A un certo punto, però, tutte le premesse vengono meno: colpisce il bersaglio sbagliato. I tempi lenti e di riflessione, lasciano quindi spazio a una fuga impulsiva e veloce verso casa, dove la realtà che lo aspetta scatena in lui un sentimento di vendetta così forte quanto non abbastanza motivato, o almeno per noi.
Così ha inizio la sua ricerca di tutti coloro che hanno partecipato al tentato omicidio suo e della sua “amica”. Un omicidio dietro l’altro, finché non raggiunge l’uomo che sarebbe dietro tutto: e si ferma.
Storia di un senso di colpa?
Si tratta davvero di un flusso di coscienza di un uomo che da apatico e senza scrupoli inizia a provare un qualche tipo di sentimento umano, per cui non riesce a continuare e a portare a termine il suo lavoro? Eppure le tracce di empatia sono accennate e quasi invisibili. Ha forse dubitato prima di premere il grilletto? Piuttosto uccide tutti quelli che riesce a trovare.

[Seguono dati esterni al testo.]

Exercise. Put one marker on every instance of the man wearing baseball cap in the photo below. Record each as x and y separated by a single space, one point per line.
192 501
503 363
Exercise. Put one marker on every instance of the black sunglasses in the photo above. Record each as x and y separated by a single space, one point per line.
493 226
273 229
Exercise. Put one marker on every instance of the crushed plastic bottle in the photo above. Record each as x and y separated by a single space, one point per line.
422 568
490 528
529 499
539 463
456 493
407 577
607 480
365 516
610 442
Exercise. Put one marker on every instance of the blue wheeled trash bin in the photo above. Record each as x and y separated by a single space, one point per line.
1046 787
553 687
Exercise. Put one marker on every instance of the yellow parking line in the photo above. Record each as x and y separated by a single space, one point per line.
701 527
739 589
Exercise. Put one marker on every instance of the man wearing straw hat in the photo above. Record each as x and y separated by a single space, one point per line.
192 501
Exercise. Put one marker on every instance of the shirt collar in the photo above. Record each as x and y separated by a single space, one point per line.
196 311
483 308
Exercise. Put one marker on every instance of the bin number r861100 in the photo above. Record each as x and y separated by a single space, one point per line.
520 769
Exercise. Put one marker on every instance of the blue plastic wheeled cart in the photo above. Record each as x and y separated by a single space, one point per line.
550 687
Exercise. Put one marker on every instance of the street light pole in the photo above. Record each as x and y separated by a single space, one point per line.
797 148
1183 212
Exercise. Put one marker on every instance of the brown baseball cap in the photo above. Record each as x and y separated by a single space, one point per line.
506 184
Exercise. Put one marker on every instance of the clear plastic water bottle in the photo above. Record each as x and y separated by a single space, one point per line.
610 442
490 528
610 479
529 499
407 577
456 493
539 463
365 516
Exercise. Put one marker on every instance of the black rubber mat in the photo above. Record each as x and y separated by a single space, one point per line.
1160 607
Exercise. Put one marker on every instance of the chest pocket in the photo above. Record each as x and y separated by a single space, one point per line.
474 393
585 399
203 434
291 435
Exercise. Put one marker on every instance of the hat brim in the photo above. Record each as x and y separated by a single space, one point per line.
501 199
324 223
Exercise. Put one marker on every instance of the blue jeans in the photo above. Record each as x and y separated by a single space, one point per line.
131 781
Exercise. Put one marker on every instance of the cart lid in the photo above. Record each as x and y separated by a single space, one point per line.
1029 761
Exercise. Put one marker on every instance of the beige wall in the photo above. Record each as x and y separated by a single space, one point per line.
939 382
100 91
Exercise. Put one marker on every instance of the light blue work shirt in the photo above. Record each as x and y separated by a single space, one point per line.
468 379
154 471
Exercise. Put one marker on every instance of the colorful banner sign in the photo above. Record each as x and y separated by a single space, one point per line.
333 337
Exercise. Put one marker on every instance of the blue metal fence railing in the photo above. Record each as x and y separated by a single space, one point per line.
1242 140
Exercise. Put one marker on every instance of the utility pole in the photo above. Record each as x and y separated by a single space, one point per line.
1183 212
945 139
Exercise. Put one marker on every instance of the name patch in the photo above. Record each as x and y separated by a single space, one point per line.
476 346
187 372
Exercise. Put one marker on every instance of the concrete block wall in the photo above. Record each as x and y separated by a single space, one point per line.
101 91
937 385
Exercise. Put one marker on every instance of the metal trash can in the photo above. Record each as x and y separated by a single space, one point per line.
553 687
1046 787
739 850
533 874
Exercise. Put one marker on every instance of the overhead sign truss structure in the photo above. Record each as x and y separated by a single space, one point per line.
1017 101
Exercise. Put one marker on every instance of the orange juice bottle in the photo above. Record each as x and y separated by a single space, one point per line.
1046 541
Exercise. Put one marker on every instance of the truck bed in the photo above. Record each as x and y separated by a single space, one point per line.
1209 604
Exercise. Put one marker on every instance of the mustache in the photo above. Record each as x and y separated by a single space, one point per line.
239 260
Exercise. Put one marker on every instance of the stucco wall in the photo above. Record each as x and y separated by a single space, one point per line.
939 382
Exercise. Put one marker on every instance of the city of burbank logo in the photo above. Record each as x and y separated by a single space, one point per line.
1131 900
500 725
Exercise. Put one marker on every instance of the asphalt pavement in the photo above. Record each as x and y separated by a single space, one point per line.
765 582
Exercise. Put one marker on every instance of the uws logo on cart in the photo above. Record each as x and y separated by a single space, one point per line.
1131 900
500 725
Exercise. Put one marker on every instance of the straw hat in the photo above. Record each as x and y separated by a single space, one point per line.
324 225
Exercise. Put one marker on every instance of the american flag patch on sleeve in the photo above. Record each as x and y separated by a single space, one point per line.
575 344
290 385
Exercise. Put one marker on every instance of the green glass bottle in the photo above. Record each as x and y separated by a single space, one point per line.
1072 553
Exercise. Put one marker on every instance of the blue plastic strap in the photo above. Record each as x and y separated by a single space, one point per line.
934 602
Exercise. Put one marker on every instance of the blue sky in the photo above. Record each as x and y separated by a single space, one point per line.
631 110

Se avessimo dovuto cogliere il suo cambiamento nella decisione di far sembrare un incidente la morte di Dolores, allora forse qualcosa non quadra. Dov’è il suo pentimento? Se ascoltiamo i suoi pensieri, dove sarebbe il senso di colpa?
La storia dell’orso e del cacciatore ha poco a che fare con la storia di questo uomo senza nome, di cui non viene approfondito nessun dettaglio psicologico, così che la sua apatia è condivisa dallo spettatore nei suoi confronti. Perché, in realtà, si prova pena per il giovane tassista ucciso, per l’assistente dell’avvocato, forse anche per l’Esperta, ma per il protagonista e la sua vicenda personale nessuna emozione. Un film di vendetta che non è paragonabile alla serie infinita di film sullo stesso genere, perché guardare il killer perseguire il suo obiettivo non carica di adrenalina, ma di speranza che tutto giunga a una fine, e che questa si riveli illuminante, se si considera il regista di Fight Club e di Seven. E non è neppure questo il caso.
La spiegazione del finale
Così ecco la spiegazione di un finale sciapo e senza gloria: l’assassino decide di risparmiare la vita di Claybourne, avvertendolo che se provasse ancora a danneggiarlo, verrebbe eliminato. Poi ritorna nella Repubblica Dominicana per ritirarsi con Magdala. Così potrebbe aver scelto di tenerlo vivo per farlo sentire in debito con lui, sicuro del fatto che Claybourne non parlerebbe o non farebbe mai nient’altro contro il killer per paura di essere ritrovato.
Volendo scavare più a fondo, il motivo più profondo di tanta misericordia potrebbe essere il fatto che Claybourne dubitasse della sua dedizione come assassino, come si percepisce dalla frase pronunciata dal protagonista “E lei non ha la minima idea del perché mi trovo qui”.